Latest update April 15th, 2025 7:12 AM
Oct 17, 2021 Letters
Dear Editor,
No less than five persons have been murdered at the hands of the Guyana Police Force since August 2020. Wanton extrajudicial killing has returned and this time more ominous than before. The past weeks remind us of rogue elements in the Force who have taken siege of law enforcement, and they seem to be unstoppable.
Citizens are being shot by the police in their sleep, in their faces, buttocks and backs, violating all protocol of criminal apprehension or engagement. Recently the police shot two men dead and had the temerity to issue a statement that the men were ‘allegedly’ involved in a robbery. To make it clear, lest my concerns be distorted by those with a nefarious agenda, there is no support here for criminal activity.
There is no support, whether said activity is blue collar or white collar. Crime is crime and should be condemned and dealt with the full force of the law. The concerns here are that the police, acting like judge, jury and executioner, executing a vigilante style justice are themselves engaging in behaviours that may well be deemed discriminatory, unlawful and in violation of human rights. Whenever the People’s Progressive Party/Civic is in office, going back to the Bharrat Jagdeo era, citizens live in fear. One of the fears is the police will violate the law with impunity and be granted political immunity; and the alleged victim, suspect, criminal and society, deny the right to due process that will ensure the protection of civil rights and the natural course of justice.
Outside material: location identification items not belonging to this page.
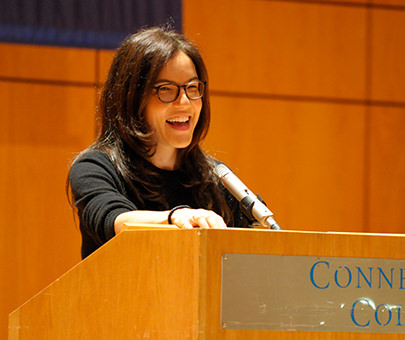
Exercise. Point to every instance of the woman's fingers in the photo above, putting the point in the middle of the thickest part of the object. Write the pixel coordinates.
(201, 218)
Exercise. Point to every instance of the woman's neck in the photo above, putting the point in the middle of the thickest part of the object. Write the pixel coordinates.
(164, 159)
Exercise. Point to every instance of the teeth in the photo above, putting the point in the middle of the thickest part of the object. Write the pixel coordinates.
(178, 119)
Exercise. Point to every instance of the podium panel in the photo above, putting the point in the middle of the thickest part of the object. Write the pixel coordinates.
(169, 284)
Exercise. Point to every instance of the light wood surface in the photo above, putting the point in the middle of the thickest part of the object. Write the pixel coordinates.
(167, 285)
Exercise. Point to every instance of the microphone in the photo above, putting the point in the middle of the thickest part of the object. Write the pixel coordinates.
(251, 205)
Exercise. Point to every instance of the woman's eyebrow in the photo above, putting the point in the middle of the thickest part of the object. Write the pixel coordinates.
(173, 82)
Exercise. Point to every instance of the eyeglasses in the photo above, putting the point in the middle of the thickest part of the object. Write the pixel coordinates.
(168, 93)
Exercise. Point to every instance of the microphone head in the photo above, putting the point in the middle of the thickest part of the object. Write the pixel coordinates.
(221, 170)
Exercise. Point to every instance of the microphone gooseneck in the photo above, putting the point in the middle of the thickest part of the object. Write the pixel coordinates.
(250, 203)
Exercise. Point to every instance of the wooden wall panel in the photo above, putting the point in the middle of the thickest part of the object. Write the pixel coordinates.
(316, 58)
(105, 59)
(277, 47)
(388, 55)
(387, 170)
(305, 159)
(47, 63)
(46, 118)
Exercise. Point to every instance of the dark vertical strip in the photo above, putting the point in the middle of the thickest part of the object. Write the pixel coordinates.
(368, 116)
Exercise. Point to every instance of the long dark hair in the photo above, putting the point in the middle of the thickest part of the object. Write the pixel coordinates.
(125, 135)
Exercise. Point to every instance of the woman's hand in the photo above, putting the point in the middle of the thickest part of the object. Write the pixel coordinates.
(205, 219)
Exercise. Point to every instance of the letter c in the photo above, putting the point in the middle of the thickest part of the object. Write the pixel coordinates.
(352, 313)
(312, 274)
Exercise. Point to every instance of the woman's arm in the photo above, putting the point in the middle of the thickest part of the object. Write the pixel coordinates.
(183, 218)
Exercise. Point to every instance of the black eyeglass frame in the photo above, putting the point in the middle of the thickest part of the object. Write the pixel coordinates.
(202, 83)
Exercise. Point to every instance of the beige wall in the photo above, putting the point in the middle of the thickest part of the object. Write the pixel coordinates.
(308, 109)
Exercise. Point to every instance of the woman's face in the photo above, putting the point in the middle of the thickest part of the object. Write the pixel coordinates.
(173, 123)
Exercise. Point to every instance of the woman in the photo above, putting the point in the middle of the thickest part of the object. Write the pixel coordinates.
(146, 166)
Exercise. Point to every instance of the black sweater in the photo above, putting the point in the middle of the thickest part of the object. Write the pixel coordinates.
(100, 195)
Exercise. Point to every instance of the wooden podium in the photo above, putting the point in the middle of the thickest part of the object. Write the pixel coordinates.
(166, 284)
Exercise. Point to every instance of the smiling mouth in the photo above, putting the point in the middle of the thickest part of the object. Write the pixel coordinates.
(179, 121)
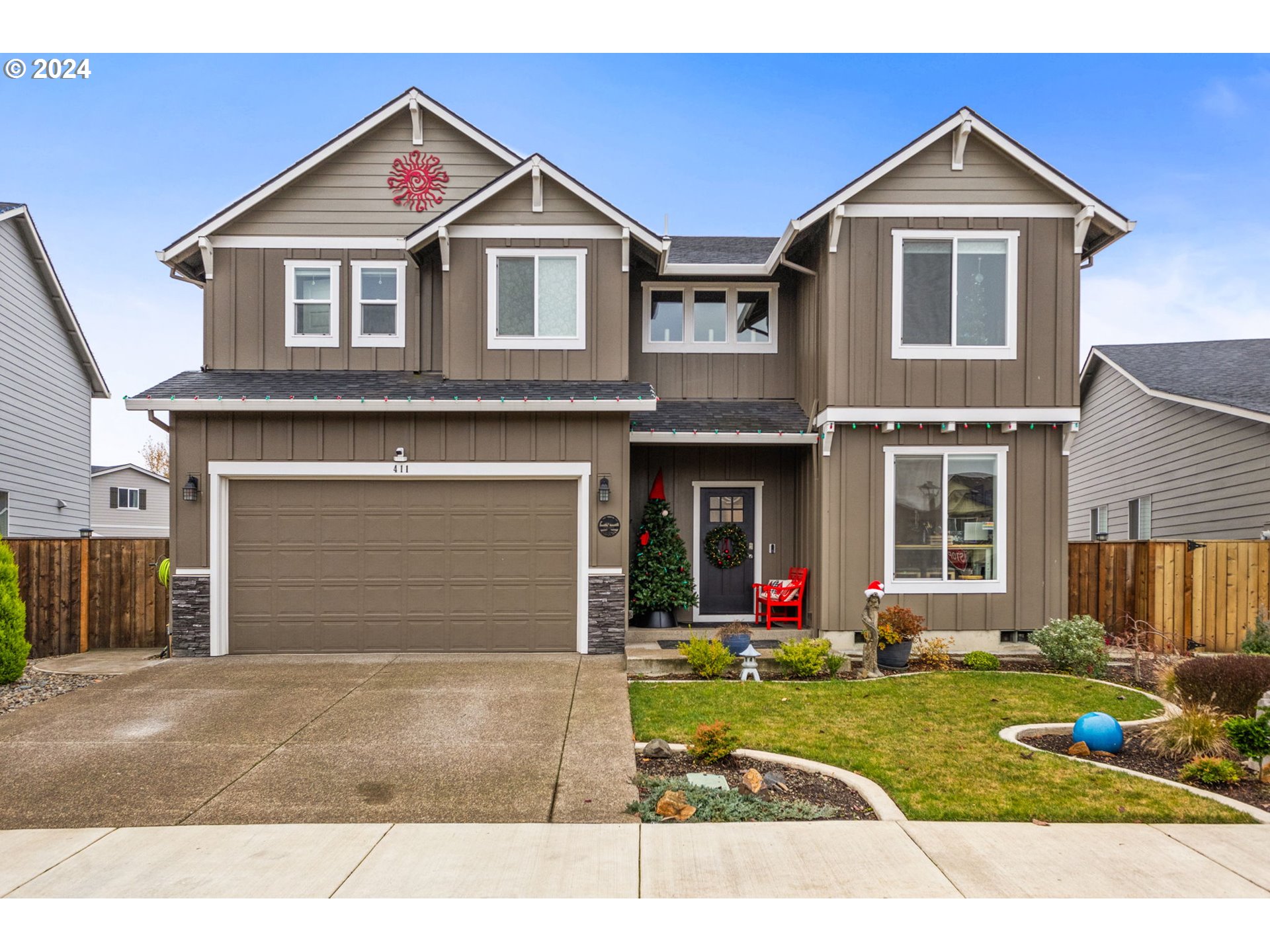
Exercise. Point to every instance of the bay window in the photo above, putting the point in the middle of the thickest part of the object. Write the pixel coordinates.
(945, 518)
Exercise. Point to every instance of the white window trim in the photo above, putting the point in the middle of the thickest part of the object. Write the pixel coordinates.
(360, 339)
(698, 347)
(536, 343)
(952, 352)
(1000, 534)
(294, 339)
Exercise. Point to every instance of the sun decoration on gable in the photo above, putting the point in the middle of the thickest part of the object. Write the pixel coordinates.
(419, 180)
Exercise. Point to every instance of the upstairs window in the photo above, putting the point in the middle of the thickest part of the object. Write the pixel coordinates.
(709, 317)
(538, 299)
(379, 311)
(954, 295)
(313, 303)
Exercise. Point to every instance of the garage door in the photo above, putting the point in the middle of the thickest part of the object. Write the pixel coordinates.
(402, 565)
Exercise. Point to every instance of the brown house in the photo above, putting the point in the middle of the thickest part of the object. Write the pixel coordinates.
(432, 366)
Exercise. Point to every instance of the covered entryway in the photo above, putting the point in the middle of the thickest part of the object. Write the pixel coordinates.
(346, 565)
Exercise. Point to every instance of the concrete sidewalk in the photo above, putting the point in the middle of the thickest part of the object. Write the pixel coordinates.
(807, 859)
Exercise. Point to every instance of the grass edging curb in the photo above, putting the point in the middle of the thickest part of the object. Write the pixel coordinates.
(883, 807)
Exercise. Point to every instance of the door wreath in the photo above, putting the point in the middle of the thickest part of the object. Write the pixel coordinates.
(727, 546)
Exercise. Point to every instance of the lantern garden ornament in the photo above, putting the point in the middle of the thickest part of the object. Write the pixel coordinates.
(419, 180)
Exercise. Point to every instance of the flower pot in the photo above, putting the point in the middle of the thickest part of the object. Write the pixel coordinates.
(896, 656)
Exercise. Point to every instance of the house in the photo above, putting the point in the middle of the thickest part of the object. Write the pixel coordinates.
(128, 502)
(1174, 442)
(440, 380)
(48, 381)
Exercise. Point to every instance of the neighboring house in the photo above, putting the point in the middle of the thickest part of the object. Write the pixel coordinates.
(48, 381)
(1174, 442)
(128, 502)
(441, 377)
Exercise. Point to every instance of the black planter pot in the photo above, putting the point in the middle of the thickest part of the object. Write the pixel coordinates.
(896, 656)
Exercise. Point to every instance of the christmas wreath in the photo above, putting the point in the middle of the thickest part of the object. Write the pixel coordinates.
(727, 546)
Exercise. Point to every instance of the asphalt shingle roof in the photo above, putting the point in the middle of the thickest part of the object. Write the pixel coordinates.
(394, 385)
(1232, 372)
(709, 249)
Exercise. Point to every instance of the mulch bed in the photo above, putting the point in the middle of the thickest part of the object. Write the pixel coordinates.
(812, 787)
(1136, 757)
(33, 687)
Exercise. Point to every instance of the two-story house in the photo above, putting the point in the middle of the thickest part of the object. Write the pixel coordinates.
(441, 377)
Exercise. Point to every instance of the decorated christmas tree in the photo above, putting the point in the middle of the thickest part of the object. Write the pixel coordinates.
(661, 571)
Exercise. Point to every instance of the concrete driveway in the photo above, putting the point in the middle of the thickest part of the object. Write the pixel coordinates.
(327, 739)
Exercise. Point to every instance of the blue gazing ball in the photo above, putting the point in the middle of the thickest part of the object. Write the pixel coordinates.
(1099, 731)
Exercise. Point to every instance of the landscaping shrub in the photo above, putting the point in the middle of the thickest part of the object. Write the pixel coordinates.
(803, 658)
(706, 656)
(1076, 645)
(15, 647)
(1198, 731)
(1231, 682)
(982, 662)
(713, 743)
(1212, 771)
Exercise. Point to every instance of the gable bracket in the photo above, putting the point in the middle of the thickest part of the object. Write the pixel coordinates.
(959, 139)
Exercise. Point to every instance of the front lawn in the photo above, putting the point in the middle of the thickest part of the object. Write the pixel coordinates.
(931, 742)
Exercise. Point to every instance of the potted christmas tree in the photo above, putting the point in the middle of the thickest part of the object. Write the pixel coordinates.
(661, 573)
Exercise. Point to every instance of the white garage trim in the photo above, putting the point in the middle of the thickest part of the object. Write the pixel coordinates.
(222, 473)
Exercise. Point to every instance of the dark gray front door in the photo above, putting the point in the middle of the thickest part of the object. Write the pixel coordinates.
(727, 590)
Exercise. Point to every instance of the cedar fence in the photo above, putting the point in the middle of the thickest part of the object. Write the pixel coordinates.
(126, 604)
(1205, 596)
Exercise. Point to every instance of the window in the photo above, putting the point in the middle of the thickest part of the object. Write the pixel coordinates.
(1140, 517)
(945, 520)
(313, 303)
(1097, 521)
(379, 311)
(954, 295)
(538, 299)
(709, 317)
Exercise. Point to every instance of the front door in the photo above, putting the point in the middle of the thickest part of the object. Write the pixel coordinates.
(726, 590)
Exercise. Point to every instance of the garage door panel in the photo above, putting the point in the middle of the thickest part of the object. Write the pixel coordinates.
(412, 565)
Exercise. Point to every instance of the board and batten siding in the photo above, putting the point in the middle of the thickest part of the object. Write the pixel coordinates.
(150, 522)
(349, 193)
(861, 371)
(1206, 471)
(431, 437)
(45, 403)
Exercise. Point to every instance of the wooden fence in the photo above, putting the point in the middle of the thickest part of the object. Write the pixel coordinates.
(1206, 596)
(126, 604)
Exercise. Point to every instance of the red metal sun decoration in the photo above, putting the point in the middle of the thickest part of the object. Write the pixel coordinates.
(419, 180)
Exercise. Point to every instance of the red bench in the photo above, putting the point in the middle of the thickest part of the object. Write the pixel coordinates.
(781, 603)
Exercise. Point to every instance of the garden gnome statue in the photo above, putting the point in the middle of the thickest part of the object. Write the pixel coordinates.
(873, 601)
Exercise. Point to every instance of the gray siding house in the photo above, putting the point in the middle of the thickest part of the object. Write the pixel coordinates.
(1174, 442)
(48, 380)
(128, 502)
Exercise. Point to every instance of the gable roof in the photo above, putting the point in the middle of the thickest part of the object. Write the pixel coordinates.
(189, 241)
(22, 215)
(1228, 376)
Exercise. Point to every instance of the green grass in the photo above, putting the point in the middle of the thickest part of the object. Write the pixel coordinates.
(931, 742)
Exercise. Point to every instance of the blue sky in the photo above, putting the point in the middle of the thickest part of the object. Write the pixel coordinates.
(122, 163)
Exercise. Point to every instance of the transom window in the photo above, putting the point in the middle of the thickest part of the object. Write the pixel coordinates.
(709, 317)
(313, 303)
(945, 520)
(379, 313)
(954, 295)
(538, 299)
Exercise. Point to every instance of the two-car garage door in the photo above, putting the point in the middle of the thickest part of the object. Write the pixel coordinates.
(403, 565)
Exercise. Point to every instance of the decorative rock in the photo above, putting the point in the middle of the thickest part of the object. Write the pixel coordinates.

It is not sufficient for the police to assassinate citizens without getting to the root of the crimes, especially in a society such as ours where those involved in narco crimes and many guilty of crimes are all interrelated across the social levels. The difference being some are well connected and can have their criminal connection and link disappear. They also have the benefit of seeking the best lawyers, and have high friends in all branches of government, offering them protection. To those who support the barbarism we are seeing in society, would they support vigilante justice enacted against those in high office who steal from the coffers, filled by taxpayers’ money? They wouldn’t support vigilante justice against their own for any crime, worst yet perceived or alleged. They would prefer their loved ones be taken to court, rather than gunned down by manic members of the force, who swear to uphold the laws, to serve and protect.
These deaths are also not seeing the activation of the Coroner’s Act that requires investigations be conducted, findings made, and persons held to account. When the world over is crying out for criminal justice reform and moving to enact it, here in Guyana the police continue to act as brutes and goons under a regime that only respects the laws when such work in their favour. The right to life is sacred, constitutionally guaranteed to both the victim and villain. This must be respected by the Police. Bring the perpetrators in and have the court, which is the bonafide institution, dispense justice. It is also alleged the officer (s) that murdered Boston and the man in Grove is of East Indian extraction. This could have dire implications for race relations in society.
Guyanese would recall when President David Granger came to office, he made it clear his government would not tolerate extrajudicial killing. For the period the Coalition was in office citizens did not have to live in such fear. That five-year period also proved the Force can desist from such lawlessness.
The extrajudicial killing of any poses clear and present danger to all. Lest it be taken for granted, or supported, when the police are allowed to act outside of the law, they threaten the life and safety of all, including the law-abiding. Orin Boston of Dartmouth is one such case. There was nothing against this young man but some bloodthirsty, misguided, and trigger-happy policemen who felt they had a target to kill.
And last Friday we saw another level of police lawlessness. When former Assistant Commissioner of Police, Paul Slowe, appeared at the Magistrate Court, responding to a summons to do so, four officers attempted to arrest him for the same offence he was appearing for. He stood his ground and asserted his rights. The mistreatment and disrespect meted out to Slowe is reminiscent of the immediate post-slavery environment, when the newly freed were threatened and intimidated – going about their lawful business – by the colonial authority and plant class in effort to marginalise or keep persons ‘in their place.’ It is an insidious form of profiling giving rise to concern Guyana, too, is having its George Floyd moments and experiences.
Fellow Guyanese, we are living in dangerous times. All right-thinking persons are being called on to condemn the atrocity being committed against the people using state apparatus. Today it is Slowe, Boston, et al. Tomorrow it could be you. For clearly the police no longer have regard for Law and Order and basic human rights.